Yea, my son is not yet 2, started Krippe last August (nevermind that half the time he hasn't been there due to corona). Around here anyway, luckily not Munich, it was not hard to find a spot (i.e. for under 3s, basically). Ours even had 1 or 2 spots left, although we did visit Krippe and a few combined Krippe/Kita that were full. But we still got our first choice and it wouldn't have been disastrous to go for 2nd or 3rd choice either. 

 

But we have been warned it's Kita proper when all the competition starts, because then all the other moms taking time off until the child is 3-4 will be looking for a spot. Of other moms with kids our son's age that we know, I'd say maybe 60-70% or so work (all non-full time, AFAIK, my wife included) and have their kids in Krippe.

 

19 hours ago, LeonG said:

There is a tendency in Germany to frown up on parents who both work full time.  From what I've heard, this is more common in south Germany but also happens in the north where I live but less in the east.

 

I've been surprised to encounter this notion in people who otherwise consider themselves progressive or liberal or whatever, but it is certainly a strong cultural belief here.

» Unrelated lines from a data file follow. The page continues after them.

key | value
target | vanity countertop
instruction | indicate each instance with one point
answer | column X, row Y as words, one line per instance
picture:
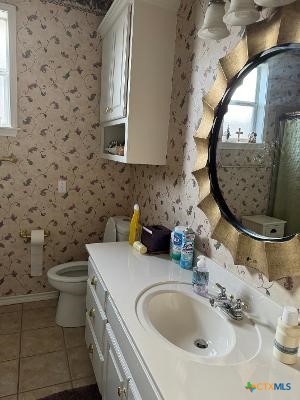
column 127, row 274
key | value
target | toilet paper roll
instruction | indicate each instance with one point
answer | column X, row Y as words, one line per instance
column 37, row 242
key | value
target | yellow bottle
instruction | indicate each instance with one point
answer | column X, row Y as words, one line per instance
column 134, row 225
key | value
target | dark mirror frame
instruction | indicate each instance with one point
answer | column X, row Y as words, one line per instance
column 214, row 138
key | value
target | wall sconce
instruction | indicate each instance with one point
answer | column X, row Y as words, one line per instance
column 213, row 26
column 240, row 13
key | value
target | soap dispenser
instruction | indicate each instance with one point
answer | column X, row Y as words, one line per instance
column 134, row 225
column 201, row 277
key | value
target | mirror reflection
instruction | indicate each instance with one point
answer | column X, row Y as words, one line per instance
column 258, row 152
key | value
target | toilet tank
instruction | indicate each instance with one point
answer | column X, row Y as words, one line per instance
column 122, row 227
column 117, row 229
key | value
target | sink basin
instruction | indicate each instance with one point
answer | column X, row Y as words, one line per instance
column 188, row 322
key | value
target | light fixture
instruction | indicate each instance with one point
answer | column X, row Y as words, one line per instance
column 273, row 3
column 241, row 13
column 213, row 26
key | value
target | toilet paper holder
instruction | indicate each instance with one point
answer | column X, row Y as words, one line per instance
column 26, row 236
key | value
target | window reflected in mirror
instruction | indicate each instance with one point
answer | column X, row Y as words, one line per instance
column 258, row 151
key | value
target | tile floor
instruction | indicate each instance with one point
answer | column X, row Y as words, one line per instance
column 37, row 357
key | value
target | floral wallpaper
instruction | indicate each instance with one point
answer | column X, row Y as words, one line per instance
column 169, row 195
column 58, row 62
column 58, row 88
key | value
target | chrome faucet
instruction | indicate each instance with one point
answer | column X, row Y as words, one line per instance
column 233, row 308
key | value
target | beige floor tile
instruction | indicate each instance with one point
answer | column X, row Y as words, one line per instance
column 38, row 318
column 79, row 362
column 43, row 370
column 9, row 347
column 39, row 341
column 40, row 304
column 9, row 378
column 74, row 337
column 10, row 322
column 47, row 391
column 10, row 308
column 84, row 382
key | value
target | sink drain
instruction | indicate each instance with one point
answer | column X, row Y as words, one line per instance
column 201, row 343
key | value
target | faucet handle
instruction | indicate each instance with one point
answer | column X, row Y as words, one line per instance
column 241, row 305
column 222, row 294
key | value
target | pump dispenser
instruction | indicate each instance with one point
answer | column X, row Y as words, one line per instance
column 134, row 225
column 201, row 277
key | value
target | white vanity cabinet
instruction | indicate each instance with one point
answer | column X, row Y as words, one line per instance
column 118, row 369
column 138, row 43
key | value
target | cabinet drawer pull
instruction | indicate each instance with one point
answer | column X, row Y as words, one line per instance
column 94, row 281
column 91, row 349
column 92, row 313
column 121, row 392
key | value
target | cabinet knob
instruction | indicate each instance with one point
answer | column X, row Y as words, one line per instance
column 94, row 281
column 92, row 313
column 91, row 349
column 122, row 391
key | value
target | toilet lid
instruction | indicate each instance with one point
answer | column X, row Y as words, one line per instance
column 76, row 271
column 116, row 224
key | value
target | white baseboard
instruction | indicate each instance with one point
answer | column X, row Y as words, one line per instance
column 26, row 298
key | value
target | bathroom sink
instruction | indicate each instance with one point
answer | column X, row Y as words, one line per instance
column 187, row 322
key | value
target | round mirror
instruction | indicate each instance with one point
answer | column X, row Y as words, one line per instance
column 254, row 154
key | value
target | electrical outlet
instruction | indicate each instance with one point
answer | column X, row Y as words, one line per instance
column 62, row 186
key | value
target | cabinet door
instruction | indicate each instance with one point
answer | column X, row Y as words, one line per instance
column 133, row 393
column 106, row 73
column 114, row 78
column 115, row 379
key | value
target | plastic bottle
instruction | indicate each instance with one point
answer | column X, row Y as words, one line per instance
column 134, row 225
column 140, row 247
column 187, row 249
column 201, row 277
column 177, row 243
column 287, row 338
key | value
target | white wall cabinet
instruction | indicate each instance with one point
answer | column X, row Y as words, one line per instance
column 115, row 48
column 116, row 362
column 138, row 42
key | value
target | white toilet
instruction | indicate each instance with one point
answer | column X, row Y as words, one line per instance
column 70, row 278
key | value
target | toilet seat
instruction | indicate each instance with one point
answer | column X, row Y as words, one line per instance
column 72, row 272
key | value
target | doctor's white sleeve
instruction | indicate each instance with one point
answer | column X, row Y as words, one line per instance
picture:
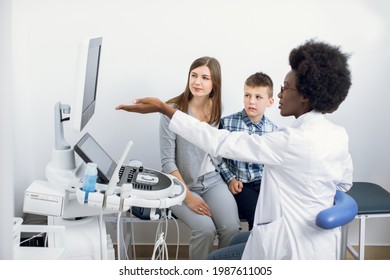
column 232, row 145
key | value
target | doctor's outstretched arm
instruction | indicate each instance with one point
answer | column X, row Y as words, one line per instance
column 216, row 142
column 148, row 105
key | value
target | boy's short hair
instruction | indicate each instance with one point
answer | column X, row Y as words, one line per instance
column 260, row 79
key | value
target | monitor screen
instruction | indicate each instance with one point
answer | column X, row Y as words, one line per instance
column 85, row 99
column 90, row 151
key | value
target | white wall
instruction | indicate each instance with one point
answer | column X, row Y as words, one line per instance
column 6, row 132
column 148, row 47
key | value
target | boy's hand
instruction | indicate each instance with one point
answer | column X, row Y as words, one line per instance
column 235, row 186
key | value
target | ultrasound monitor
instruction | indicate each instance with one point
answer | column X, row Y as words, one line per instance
column 85, row 99
column 90, row 151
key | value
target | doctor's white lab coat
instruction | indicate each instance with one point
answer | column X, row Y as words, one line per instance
column 304, row 165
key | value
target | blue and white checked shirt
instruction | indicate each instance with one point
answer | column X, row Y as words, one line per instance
column 243, row 171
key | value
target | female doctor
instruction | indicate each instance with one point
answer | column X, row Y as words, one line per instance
column 304, row 163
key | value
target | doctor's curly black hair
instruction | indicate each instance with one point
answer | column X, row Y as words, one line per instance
column 322, row 72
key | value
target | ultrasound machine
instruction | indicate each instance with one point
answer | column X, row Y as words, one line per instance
column 119, row 187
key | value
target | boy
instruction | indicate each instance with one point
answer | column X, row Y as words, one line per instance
column 244, row 178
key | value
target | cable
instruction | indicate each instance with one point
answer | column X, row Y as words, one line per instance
column 118, row 231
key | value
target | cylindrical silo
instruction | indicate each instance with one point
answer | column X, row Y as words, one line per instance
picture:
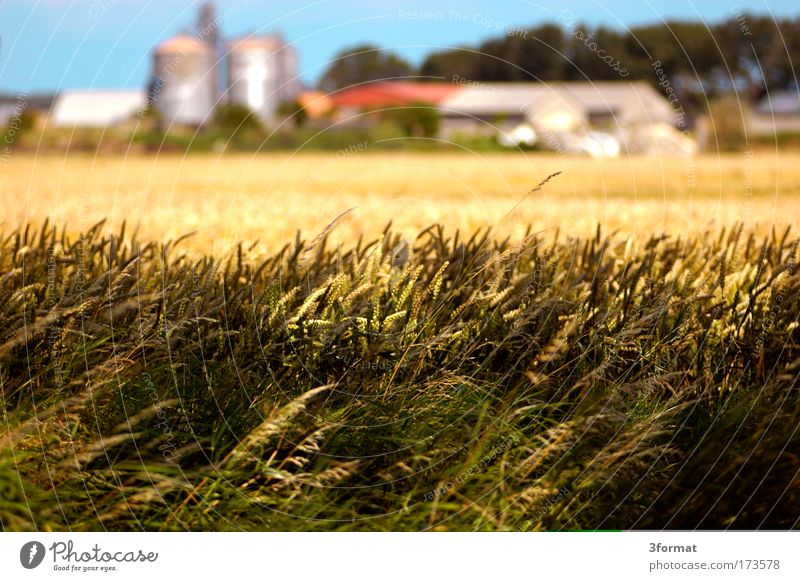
column 184, row 84
column 258, row 69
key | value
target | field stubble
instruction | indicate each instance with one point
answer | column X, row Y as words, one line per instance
column 268, row 197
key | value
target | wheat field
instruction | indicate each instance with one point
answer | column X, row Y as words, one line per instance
column 268, row 197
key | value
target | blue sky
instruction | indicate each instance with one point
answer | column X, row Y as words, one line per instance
column 57, row 44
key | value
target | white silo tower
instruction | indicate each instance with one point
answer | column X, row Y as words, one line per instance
column 183, row 88
column 261, row 70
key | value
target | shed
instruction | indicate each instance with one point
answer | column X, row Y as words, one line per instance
column 93, row 108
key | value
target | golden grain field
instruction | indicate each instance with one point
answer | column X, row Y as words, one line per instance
column 268, row 197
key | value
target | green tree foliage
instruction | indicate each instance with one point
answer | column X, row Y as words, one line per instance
column 362, row 64
column 234, row 118
column 747, row 53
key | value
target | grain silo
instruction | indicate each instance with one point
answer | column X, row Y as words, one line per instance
column 184, row 85
column 262, row 72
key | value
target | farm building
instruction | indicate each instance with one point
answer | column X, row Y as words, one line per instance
column 184, row 82
column 95, row 108
column 776, row 113
column 600, row 119
column 489, row 107
column 262, row 73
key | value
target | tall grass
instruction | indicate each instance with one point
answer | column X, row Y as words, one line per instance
column 447, row 383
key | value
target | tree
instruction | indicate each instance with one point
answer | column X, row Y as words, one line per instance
column 363, row 64
column 233, row 118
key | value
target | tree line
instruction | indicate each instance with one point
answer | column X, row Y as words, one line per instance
column 745, row 53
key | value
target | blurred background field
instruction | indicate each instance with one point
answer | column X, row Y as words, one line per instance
column 268, row 197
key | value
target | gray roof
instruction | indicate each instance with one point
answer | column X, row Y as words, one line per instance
column 96, row 108
column 626, row 101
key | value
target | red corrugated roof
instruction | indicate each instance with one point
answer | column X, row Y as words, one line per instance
column 389, row 93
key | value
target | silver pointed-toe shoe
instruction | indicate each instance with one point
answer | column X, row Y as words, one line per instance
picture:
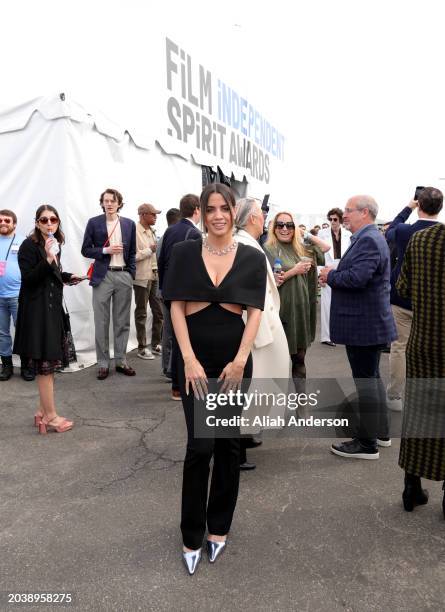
column 191, row 560
column 214, row 549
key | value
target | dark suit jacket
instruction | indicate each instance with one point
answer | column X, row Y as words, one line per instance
column 93, row 244
column 360, row 309
column 183, row 230
column 399, row 234
column 39, row 328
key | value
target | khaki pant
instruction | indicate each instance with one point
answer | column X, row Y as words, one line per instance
column 142, row 297
column 397, row 360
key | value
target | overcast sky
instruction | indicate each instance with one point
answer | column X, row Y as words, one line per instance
column 356, row 86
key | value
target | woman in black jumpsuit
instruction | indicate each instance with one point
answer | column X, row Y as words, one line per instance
column 208, row 284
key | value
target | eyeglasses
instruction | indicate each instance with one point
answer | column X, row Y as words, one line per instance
column 46, row 220
column 287, row 225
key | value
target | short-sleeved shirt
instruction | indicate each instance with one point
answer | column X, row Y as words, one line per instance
column 10, row 282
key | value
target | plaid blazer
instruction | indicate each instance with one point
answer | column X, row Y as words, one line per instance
column 360, row 308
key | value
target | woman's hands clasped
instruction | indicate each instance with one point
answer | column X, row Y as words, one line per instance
column 232, row 375
column 195, row 377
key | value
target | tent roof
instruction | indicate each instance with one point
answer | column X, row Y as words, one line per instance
column 58, row 107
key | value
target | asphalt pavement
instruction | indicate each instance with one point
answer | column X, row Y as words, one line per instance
column 94, row 513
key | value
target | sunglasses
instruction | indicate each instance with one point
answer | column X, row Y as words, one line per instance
column 287, row 225
column 46, row 220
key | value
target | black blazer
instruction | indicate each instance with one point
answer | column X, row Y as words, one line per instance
column 183, row 230
column 188, row 280
column 39, row 328
column 93, row 242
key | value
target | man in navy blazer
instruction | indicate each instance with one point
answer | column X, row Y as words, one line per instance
column 184, row 229
column 399, row 233
column 362, row 320
column 111, row 241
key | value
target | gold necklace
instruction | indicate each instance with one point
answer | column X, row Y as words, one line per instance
column 219, row 252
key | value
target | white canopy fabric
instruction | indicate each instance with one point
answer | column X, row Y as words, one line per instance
column 57, row 152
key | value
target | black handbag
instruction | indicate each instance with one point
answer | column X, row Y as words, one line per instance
column 68, row 336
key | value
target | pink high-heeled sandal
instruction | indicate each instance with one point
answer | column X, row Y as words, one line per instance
column 63, row 426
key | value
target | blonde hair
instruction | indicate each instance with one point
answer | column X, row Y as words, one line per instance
column 296, row 242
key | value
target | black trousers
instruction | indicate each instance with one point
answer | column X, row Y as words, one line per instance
column 365, row 366
column 215, row 334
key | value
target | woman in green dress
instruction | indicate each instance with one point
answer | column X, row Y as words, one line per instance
column 284, row 243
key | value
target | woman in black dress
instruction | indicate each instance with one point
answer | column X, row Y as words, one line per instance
column 208, row 284
column 40, row 335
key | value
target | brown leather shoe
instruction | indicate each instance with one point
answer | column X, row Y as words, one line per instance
column 125, row 369
column 102, row 373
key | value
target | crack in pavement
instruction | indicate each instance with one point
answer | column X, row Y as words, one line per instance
column 149, row 457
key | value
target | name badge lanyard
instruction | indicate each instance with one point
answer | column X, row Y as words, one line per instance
column 9, row 248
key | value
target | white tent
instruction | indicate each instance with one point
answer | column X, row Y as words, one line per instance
column 55, row 151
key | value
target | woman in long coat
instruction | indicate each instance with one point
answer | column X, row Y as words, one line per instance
column 40, row 338
column 422, row 449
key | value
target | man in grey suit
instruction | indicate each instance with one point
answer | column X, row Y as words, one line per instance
column 362, row 320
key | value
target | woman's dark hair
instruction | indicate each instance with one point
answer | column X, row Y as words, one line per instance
column 430, row 200
column 37, row 236
column 335, row 211
column 116, row 196
column 225, row 192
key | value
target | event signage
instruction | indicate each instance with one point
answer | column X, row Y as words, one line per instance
column 207, row 115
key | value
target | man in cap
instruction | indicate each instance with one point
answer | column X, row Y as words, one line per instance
column 145, row 284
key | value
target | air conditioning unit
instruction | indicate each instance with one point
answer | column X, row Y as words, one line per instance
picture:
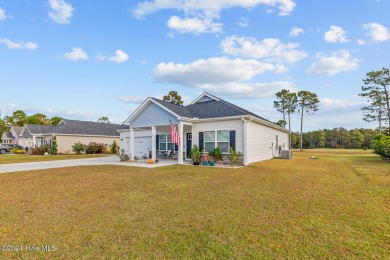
column 286, row 154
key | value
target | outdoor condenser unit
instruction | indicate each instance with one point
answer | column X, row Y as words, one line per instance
column 286, row 154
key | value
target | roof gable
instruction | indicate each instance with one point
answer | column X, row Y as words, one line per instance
column 204, row 97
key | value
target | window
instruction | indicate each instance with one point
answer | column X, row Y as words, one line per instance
column 218, row 138
column 165, row 143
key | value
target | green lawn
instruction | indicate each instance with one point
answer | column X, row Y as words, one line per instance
column 19, row 158
column 334, row 207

It is hardly a surprise that Germany's population is rapidly shrinking, despite decent child benefits and labour schemes.

 

I once had a colleague here -- a single mother of 3 girls -- who was 'indirectly' called a Rabenmutter here, by a woman, a school director in fact, at one of her city's more prestigious 'posh' schools. She was told in a meeting something like "only a Rabenmutter wouldn't take my advice...", because the single, divorced (dad in another country), full-time working mom had to commute 60ish minutes to work and couldn't be home at 1pm to immediately help with homework, etc.